[RFC] Code generation for RISC-V V-extension

Hi all,

(I uploaded a PDF rendered of this email just in case some of its sections are difficult to read
https://pm.bsc.es/~rferrer/tmp/rfc-vector-code-generation.pdf )

This is a RFC on the strategy we have been developing at the Barcelona Supercomputing Center (BSC) to generate code for the RISC-V V-extension.

We (BSC and SiFive) have prepared a very first patch showing the strategy explained in this email, found here

Feedback is very welcome as we see this change as a foundation on which to build the rest of the V-extension codegen support.

Introduction

The V-extension of RISC-V brings vector computation capabilities to the RISC-V ecosystem. The full details of the ISA specification are found here: https://github.com/riscv/riscv-v-spec This proposal is based on draft version 0.9 found at https://github.com/riscv/riscv-v-spec/releases/tag/0.9.

The V-extension is rather flexible so it is difficult to summarize it in an reasonably sized email. Please refer to the above specification for all the details. I’ll try to describe here all the features that are relevant for code generation.

The ISA provides 32 vector registers v0,v1, …, v31. The size in bits of each vector register is an implementation-specific parameter called VLEN and must be a power of two. Vector registers are partitioned (i.e. densely packed) in elements whose size in bits is a power of two, ranging from 8 to ELEN. ELEN is also a power of two and ELEN<=VLEN.

Due to encoding constraints, not all the operands of a vector operation are encoded in the instructions themselves. Two CSR (control and status registers) are used instead:

  • vl: the number of elements being operated, called the vector length. A vector instruction will operate the elements 0 to vl-1
  • vtype: the vector type. This register encodes the element size of the operation, called the standard element width (sew) and a vector grouping mechanism called the length multiplier (lmul)

The length multiplier (lmul) can take values 1, 2, 4, 8, 1/2, 1/4, 1/8.

  • When lmul=1 the vector instructions operate on the (32) vector registers.
  • When lmul>1 the vector instructions operate on vector groups (see below) encoded in the instruction using the lowest numbered vector register of the group.
  • When lmul<1 the vector instructions operate on the lowest half, quarter or eighth of a vector register.

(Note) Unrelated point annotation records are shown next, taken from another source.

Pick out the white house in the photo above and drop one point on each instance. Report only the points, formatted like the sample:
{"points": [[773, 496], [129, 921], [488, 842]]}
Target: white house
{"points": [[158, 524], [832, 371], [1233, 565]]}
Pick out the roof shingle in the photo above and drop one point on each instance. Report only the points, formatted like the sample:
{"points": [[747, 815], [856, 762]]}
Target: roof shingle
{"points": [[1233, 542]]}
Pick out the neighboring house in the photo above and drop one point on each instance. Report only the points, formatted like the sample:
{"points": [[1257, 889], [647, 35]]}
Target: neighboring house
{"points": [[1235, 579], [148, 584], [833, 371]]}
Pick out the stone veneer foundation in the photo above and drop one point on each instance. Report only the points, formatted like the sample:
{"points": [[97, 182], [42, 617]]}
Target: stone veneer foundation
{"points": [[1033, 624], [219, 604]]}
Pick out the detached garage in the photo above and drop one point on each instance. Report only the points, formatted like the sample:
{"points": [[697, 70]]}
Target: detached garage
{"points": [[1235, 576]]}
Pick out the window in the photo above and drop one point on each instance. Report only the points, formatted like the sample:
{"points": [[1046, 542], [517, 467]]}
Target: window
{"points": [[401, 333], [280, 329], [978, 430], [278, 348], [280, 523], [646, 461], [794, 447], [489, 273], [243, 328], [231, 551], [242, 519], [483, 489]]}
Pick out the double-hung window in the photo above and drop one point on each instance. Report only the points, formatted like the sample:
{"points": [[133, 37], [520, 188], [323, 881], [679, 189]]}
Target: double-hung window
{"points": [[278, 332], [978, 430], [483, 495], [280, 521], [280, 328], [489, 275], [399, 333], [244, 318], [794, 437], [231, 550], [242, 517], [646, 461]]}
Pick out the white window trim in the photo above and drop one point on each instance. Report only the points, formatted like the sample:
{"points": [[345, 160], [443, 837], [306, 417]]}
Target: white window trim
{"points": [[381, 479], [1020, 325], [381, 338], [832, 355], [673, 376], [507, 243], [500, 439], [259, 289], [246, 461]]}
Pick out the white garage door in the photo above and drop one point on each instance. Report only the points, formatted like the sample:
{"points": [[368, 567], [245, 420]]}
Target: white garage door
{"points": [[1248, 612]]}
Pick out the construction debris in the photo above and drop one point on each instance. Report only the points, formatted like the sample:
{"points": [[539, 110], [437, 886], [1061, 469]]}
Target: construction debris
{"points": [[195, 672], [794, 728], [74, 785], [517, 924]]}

A vector group of size lmul>1 is the set of consecutive vector registers v{lmul*i}, v{lmul*i+1}, … , v{lmul*(i + 1) - 1}. So

  • lmul=2 has 16 groups: v0, v2, v4, v6, …, v24, v26, v28, v30
  • lmul=4 has 8 groups: v0, v4, v8, v12, v16, v20, v24, v28
  • lmul=8 has 4 groups: v0, v8, v16, v24

For instance, under lmul=4, a vector group v4 operand includes vector registers v4, v5, v6 and v7 as if they had been concatenated as a four times larger vector register. lmul is useful to align the number of elements in vector codes whose element sizes are different (say when combining vectors of 32- and 64-bit elements) or when doing widenings (zero, sign or fp extensions) or narrowings (truncations).

A program must ensure that both vl and vtype have the correct values for a vector operation before executing a vector instruction. This is done using the vsetvli instruction.

vsetvli rdest, rsrc, sew,lmul,tx,mx # We discuss tx,mx below

rsrc is the application vector length (AVL) and will be used when setting the vl. rdest is updated with the value of vl. The spec allows some latitude here but a simple functional model of what vsetvli does is the following

vl ← min(rsrc, lmul*VLEN/sew)
vtype ← sew,lmul,...

vsetvli has a couple of special cases

  • When rsrc is x0 and rdest is not x0 then vl ← lmul*VLEN/sew. In other words, sets vl to be the maximum vector length for a given lmul and sew. This is useful for whole-register operations.
vsetvli t0, x0, e32,m2,… # vl ← 2*VLEN/64
# vtype ← e32,m2,...
# t0 ← vl
  • When both rsrc and rdest are x0 (the hard-coded zero of RISC-V) then vl is used as the AVL. This can be used to change the vtype when we know the ratio sew/lmul will be preserved.
vsetvli x0, x0, e64,m4,… # changing vtype from e32,m2 to e64,m4 is OK (vl is unchanged)
# vtype ← e64,m4,...

Two simple examples (register x10 contains the AVL)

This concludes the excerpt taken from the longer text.